Los guardias obedecen la orden y abandonan la sala del trono.
– “Y bien…” – dice Sorbet. – “¿Qué nuevas me traes?”
Una sonrisa se dibuja en el rostro del mensajero.
– “¡¿Qué?!” – se asusta Sorbet.
– “¡CHANGE!” – exclama Ginyu, abriendo sus brazos.
Tras el cambio de cuerpos, Sorbet, ahora en el cuerpo del mensajero, se queda pasmado.
– “¿Por qué?” – dice asustado.
– “Por el bien del Imperio, por supuesto.” – responde Ginyu. – “Salabim te considera un obstáculo.”
– “¡NO ESPERA!” – suplica Sorbet.
– “¡GUARDIAS!” – exclama Ginyu, en el cuerpo del consejero.
Los hombres del Imperio entran en la sala apresuradamente.
– “¡ESTE HOMBRE HA INTENTADO MATARME!” – exclama Ginyu.
– “¡NO! ¡NO!” – grita el mensajero. “¡YO SOY…!”
Los guardias abren fuego y masacran a Sorbet.
– “¿Está bien, señor?” – pregunta uno de los guardias.
– “Sí…” – responde Ginyu. – “Estoy bien.

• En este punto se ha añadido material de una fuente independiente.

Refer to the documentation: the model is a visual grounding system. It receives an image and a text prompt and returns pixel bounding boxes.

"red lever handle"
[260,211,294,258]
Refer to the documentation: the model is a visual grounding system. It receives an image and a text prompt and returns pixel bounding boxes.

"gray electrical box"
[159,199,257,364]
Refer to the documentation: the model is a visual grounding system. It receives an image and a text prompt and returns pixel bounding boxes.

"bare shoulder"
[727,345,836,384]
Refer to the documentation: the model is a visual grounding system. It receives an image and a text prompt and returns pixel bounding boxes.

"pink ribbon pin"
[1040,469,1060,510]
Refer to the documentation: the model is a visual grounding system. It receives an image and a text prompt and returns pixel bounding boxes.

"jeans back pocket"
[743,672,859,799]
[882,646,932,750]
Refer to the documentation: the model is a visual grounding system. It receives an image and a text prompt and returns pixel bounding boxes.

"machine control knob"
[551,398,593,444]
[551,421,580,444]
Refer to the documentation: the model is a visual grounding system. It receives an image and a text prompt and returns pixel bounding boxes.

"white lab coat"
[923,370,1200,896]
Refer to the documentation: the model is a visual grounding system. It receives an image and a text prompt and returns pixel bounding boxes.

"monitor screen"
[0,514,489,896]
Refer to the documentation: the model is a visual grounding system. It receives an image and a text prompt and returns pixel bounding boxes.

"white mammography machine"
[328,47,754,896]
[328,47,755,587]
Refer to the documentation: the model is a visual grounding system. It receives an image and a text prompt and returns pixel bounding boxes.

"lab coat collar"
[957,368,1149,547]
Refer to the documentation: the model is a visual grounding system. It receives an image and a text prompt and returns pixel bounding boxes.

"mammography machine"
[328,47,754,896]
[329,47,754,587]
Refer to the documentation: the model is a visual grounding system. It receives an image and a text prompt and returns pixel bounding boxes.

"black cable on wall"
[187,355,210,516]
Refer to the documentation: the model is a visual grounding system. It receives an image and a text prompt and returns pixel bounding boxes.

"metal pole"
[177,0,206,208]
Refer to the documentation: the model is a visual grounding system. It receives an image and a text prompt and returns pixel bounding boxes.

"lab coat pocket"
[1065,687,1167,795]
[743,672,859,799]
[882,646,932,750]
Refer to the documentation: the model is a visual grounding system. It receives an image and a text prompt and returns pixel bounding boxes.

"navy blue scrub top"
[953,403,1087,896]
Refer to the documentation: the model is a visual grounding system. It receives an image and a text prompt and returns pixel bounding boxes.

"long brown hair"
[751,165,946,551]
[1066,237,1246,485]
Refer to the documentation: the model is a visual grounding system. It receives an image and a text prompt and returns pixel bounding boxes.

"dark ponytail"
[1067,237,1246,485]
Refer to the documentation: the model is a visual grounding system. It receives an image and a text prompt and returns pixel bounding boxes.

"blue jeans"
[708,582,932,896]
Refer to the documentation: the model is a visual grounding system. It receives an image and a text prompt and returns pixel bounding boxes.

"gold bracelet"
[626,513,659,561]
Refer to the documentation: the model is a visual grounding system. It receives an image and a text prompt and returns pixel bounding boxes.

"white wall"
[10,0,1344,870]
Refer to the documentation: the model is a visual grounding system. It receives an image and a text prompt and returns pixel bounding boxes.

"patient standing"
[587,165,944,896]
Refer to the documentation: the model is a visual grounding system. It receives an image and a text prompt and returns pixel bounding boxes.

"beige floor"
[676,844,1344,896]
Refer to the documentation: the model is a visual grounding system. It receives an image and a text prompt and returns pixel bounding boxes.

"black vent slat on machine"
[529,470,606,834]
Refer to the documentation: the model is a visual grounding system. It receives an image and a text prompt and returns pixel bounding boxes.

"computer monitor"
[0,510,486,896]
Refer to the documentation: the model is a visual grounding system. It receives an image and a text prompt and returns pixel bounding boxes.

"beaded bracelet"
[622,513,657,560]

Muchas gracias, soldado.”
En el planeta Numa, Salabim observa lo ocurrido en la Capital del Imperio a través del fuego de su hoguera.
– “Bien…” – sonríe el brujo kashvar. – “Este soldadito resulta ser útil.”
Mientras tanto, en el planeta del Hakaishin, Beerus duerme, ajeno a todo. Shiras sigue entrenando bajo la supervisión de Campahri para dominar el poder del anillo Toki. 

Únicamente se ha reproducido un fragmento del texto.